Look, I get it. Winning is intoxicating. The rush of victory (so to speak) is so exhilarating it clouds your faculties and can twist your otherwise better sense of judgment into completely unrecognizable shapes. It’s one of the reasons gambling is addictive and people buy NFTs. If you’re prone to imbecilic takes like Rush > Dak, you have no more business commenting on football than a Gambler’s Anonymous member has of setting foot on the martini-soaked floor of a casino or my grandma does in perusing the latest Bored Ape offerings. It’s just not for you.

I certainly don’t want to take anything away from Rush. The guy has managed to do what everyone hopes and prays a backup quarterback is capable of doing. And that’s tread water until the starter comes back. Yes, he’s won. But he hasn’t exactly looked like the second coming of Kurt Warner while doing it — 22.6 points per game is far from the “Greatest Show on Turf.”

In fairness, he also hasn’t looked like what some “” named as the sixth-worst backup QB in the entire league heading into the season. Which was? You guessed it: Cooper Rush.

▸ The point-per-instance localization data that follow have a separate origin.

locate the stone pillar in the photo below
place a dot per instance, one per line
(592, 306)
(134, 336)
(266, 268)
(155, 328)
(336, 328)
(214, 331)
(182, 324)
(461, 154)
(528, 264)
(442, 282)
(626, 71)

Have we all forgotten that just a month ago, no other team in the league wanted this guy? The Cowboys (and the majority of their fanbase) were practically begging Will Grier to take the backup job from Rush in the preseason. Rush was terrible in those games. Grier just happened to be worse, so when he couldn’t push Rush off the roster, they naturally cut him, but the Cowboys’ front office was also so confident in the lack of interest from any other team in Rush, they cut him, too, leaving Prescott as the only QB on the roster for a time. Jerry and company knew Rush would clear waivers. The trickery bought them time to keep better coveted players like tackle Tyron Smith and wide receiver James Washington after final cuts long enough to put them on IR.

I can’t explain the difference between preseason Cooper Rush and in-season Cooper Rush, but let’s keep reality in focus along with the larger context. Rush has played well. He’s had a lot more help than Prescott had in Week 1. The O-line is pass protecting, the receivers have found their hands, and the running game is setting up nice play-action plays that make it easy for whomever’s QB. Ultimately, Rush has done exactly three things. Here are the first two, with No. 3 to come later: 1.) Rush has given Prescott time to fully heal before forcing himself back to save a failing season, and 2.) he’s likely made himself life-changingly wealthy. No team is going to throw $30M-a-year starter money at him (because he isn’t an NFL starter), but he could be looking at a nice $5M-a-year extension to continue backing up Dak. That’s more money per year than he’s made in his entire career combined to this point.

And 3.) Rush has proven that due to a truly great defense, finally the quarterback of this team doesn’t have to do it all himself. Dak, without the pressure of playing hero-ball as he has since his sophomore year, will make this team even better when he returns. Sorry, haters. It’s a fact. If you don’t believe me, then I have a few NFTs to sell you.